Director Max Webster was similarly excited by the prospect of staging the Man Booker Prize-winning novel. “I’ve always been interested in putting impossible things on stage,” he says. “You can stage anything: climbing a mountain or fighting a tiger in the middle of the Pacific Ocean. That also has a political link to the book: that imagination is possible and you can imagine a better society or a better world.”

In the theatre, the audience becomes part of the game of make-believe. “The show asks the audience to imagine along with it,” says Webster. “A puppet is not as realistic as CGI but, weirdly, because our imagination is involved, it’s like a hand being stretched out to us and the tiger becomes more real.”

Crucial in realising the ambitions of Chakrabarti and Webster is Finn Caldwell, the movement and puppetry director. Thanks to his high-precision work, the tiger seems to be every bit as real as Divesh Subaskaran, the actor playing Pi, a role alternated by Adwitha Arumugam at certain performances.

Caldwell has been thrilled to watch the production go from strength to strength as his colleagues have built on their triumphs.

“You learn like a musician,” says Caldwell, who previously worked on War Horse. “People get better and better at their instruments. The depth of understanding and the richness of their performance is extraordinary.”

Like playing a musical instrument, the puppeteers must follow a tightly choreographed physical score, making it their own as they master it. To bring a tiger to life, they must focus on every pulse, breath and muscle movement.
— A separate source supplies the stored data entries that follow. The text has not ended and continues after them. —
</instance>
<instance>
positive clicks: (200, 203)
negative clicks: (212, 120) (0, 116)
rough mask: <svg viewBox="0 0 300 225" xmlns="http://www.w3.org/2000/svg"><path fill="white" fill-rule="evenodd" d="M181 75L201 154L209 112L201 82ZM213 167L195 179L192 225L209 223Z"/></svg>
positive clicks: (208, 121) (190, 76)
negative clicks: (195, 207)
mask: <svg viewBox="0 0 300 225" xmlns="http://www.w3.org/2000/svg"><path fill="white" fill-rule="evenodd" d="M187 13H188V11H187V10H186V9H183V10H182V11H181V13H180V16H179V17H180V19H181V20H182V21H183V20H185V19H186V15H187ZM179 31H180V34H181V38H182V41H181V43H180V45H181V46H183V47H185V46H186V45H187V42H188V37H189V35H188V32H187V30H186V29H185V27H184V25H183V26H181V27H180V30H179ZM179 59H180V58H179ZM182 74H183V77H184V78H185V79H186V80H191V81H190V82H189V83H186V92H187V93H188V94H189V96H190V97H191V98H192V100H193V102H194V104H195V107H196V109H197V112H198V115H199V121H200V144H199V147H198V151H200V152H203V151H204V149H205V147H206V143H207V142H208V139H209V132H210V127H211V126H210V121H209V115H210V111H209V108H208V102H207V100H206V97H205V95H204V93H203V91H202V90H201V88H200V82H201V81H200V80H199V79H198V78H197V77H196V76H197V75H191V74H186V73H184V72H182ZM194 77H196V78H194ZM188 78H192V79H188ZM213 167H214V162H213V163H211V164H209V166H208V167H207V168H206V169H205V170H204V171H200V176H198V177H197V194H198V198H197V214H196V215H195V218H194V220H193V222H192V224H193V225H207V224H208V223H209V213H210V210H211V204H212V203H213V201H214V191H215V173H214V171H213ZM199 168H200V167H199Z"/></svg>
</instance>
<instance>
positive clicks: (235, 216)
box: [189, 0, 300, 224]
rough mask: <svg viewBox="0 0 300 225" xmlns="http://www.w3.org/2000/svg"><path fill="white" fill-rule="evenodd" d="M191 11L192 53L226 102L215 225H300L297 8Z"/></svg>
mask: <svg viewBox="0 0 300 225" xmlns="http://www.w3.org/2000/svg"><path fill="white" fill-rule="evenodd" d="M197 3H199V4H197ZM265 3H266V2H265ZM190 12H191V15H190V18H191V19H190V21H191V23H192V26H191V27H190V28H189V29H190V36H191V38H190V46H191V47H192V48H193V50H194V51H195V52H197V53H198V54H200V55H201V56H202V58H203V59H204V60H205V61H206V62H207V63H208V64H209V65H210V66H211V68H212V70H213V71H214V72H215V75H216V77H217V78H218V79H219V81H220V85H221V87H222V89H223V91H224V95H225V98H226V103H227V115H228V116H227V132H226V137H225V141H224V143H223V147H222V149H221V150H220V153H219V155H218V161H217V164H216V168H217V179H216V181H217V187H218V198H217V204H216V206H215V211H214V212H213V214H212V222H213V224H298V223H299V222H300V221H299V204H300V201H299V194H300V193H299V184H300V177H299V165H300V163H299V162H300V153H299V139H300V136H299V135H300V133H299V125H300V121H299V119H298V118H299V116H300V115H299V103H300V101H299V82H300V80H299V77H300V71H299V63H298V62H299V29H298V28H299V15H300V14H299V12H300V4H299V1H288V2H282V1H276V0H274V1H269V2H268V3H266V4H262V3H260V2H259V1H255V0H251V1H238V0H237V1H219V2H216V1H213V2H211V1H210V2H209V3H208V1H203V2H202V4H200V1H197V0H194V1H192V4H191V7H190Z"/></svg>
“There’s a story for the animals that runs like an undercurrent to the script,” says Caldwell. “We need to know precisely the physics of each moment- this paw hits the face and does this- but also every twitch of its paws, every flick of its tail is communicating some kind of thought or emotion.”

With all its puppetry and magical transformations, the play is not for the literal minded. The appeal is in the uncertain ground between the real and imagined.

“Despite working on it for four years, I still don’t really know what it’s about,” says Webster. “Is the relationship between a person and a tiger about two types of animal, a story about biology, is it a metaphor for human spirit, for adversity, for cosmic balance? I don’t really know. The reason it keeps working is it isn’t completely explainable. It allows audiences to think around it.”

Chakrabarti agrees. “When I read the novel I remember loving it and thinking, ‘What actually happened at the end?'” she says. “Was it the animals or was it the people? What does it mean? Yann Martel strikes a delicate balance because he keeps everybody leaning forward and questioning, ever curious about what actually happened.”

Now with the cumulative experience of its runs in Sheffield, London and New York, Life of Pi is as good as it has ever been.

“Audiences around the country will get to see something every bit as exciting as the show that was in the West End,” says Webster. “It’s a brilliant cast and a brilliant team and the spectacle is still going to be there. I’m thrilled we’ve been able to maintain the integrity of the show while brining it to all these beautiful places.”